An open letter to the girl who keeps settling for less

I get the most comments, and emails on one question:

How do I talk to a friend who is in a bad relationship?

OR

How do I talk to my boyfriend if I know whe are in an unhealthy relationsip?

Let me paint the picture of what 99% of these girls are asking:

Two people become attracted to each other, they have chemistry, sparks fly, clothes fly off, and they have sex….too soon.  As they grow to know each other better they realize they are not very compatible. But things are complicated. They don’t fully understand this because culture tells us sex is just fun and games but psychologists, scientist, and our creator all agree sex is the cement or bond that glues people together. In marriage this is beautiful, in casual relationships, this is destructive (more on this blog post).

The couple in our example has “cemented” themselves together. They start to ignore all the red flags that they are not right for each other. All their friends see it and sometimes they even see it in themselves but who wants to deal with cleaning up all the debris of the bound cement? They pretend they are happy and before they know it they are years into an unhealthy relationship that neither of them wants to be in. It happens ALL THE TIME.

The trick is, an unhealthy relationship is infinitely easier to see in others than it is to ourselves.

Confirmation bias

It’s human nature to look for what we want to see and hear what we want to hear. We search out information to support and brush off information in opposition to our beliefs. Psychologist call this confirmation bias. We are constantly looking for information to support what we hope to be true. This is why it is so hard to win a political argument and also why it is so hard for you to tell a friend she is in a bad relationship. She is desperately grasping for any thread of evidence that her guy is a prince ESPECIALLY if cement is involved.

What’s a girl to do?

I see you there sweet friend.  You are not sure how you got here.

The guy that holds your heart is hurting you and he has no idea. You pretend it doesn’t bother you when he (always) chooses his friends over you.  You pretend it doesn’t hurt when he only wants to hang out past midnight.  You find yourself constantly making excuses for the way he treats you to your friends and your mama. You pretend everything is fine but deep down, you know better.

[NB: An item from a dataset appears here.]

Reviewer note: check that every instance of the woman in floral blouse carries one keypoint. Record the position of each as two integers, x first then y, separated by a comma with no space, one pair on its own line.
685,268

If you are traveling down the highway and the sign says “Danger road block” you don’t drive past the sign and keep going.  God gives us little warning signs in all areas of life, it is up to us to take warning or to keep going despite the warnings.

Suppose you decide you “know better” and decide to keep driving past that danger sign in the road. Everything is good for a few miles and you wonder what that big orange sign was all about in the first place, and then you see it, a bridge being repaired that offers no connection between your car, the road 1,000 feet ahead of you and the river underneath you.  A little embarrassed by the annoyed looks construction workers all around you do the only logical thing, turn your car around and listen to the warning!

Sensible people foresee trouble and hide. Simple people go ahead [and] suffer. Proverbs 27:12

If you have a good friend who you trust, and I hope you do.  Hear her out. If you trusted her with your life before the guy came into your life, your friend hinted that he was bad news, and now you are distant from your friend. THAT IS A HUGE RED FLAG!

If you find yourself with red flags you simply don’t want to see I encourage you to be brave and do something you don’t want to do. TURN THE CAR AROUND. Ending an unhealthy relationship now is better than waiting for more time, more cement, and more scars to take place.

It will require sacrifice, it may even involve embarrassment, but when it’s said and done I GUARANTEE you will have so much relief.

Maybe a guys perspective will say it better than me:

From the Good Man Project (a hugely popular online magazine for guys)  puts it like this:

Ladies, if you really want men to step up and become the real men you talk about, you must demand it. I’m not saying ask for it, I’m not saying hope for it, I’m saying demand it.  What does that mean? It means you don’t settle for anything less. It means if you aren’t satisfied, you walk away. Men will rise up and meet your challenge, I promise, it’s what we do best. We love challenges. We love it when women make us step up and work.
If you do this right, you will have men lining up at your door. It seems counter-intuitive, but you have to understand how much men enjoy challenge. There is nothing sexier than a woman who has the confidence to call us out and challenge us to rise up. The part that you don’t like is the hardest thing about all this. You must be willing you walk away if you aren’t getting what you want. I will say this five more times because it’s that important.
You must be willing to walk away
You must be willing to walk away
You must be willing to walk away.
You must be willing to walk away.
You must be willing to walk away.

Wisdom for next time:

The more physical intimacy you share with someone, the more cemented together you become. DO NOT RUSH THIS. Intimacy is reserved for marriage for a reason. Protect yourself and your heart, it will make decisions to stay or leave a future relationship infinitely less complicated. 

Father help us to see danger before it is too late, wisdom to know what to do and the courage to do it.

Inspired by Andy Stanley’s sermon on Pack your bags.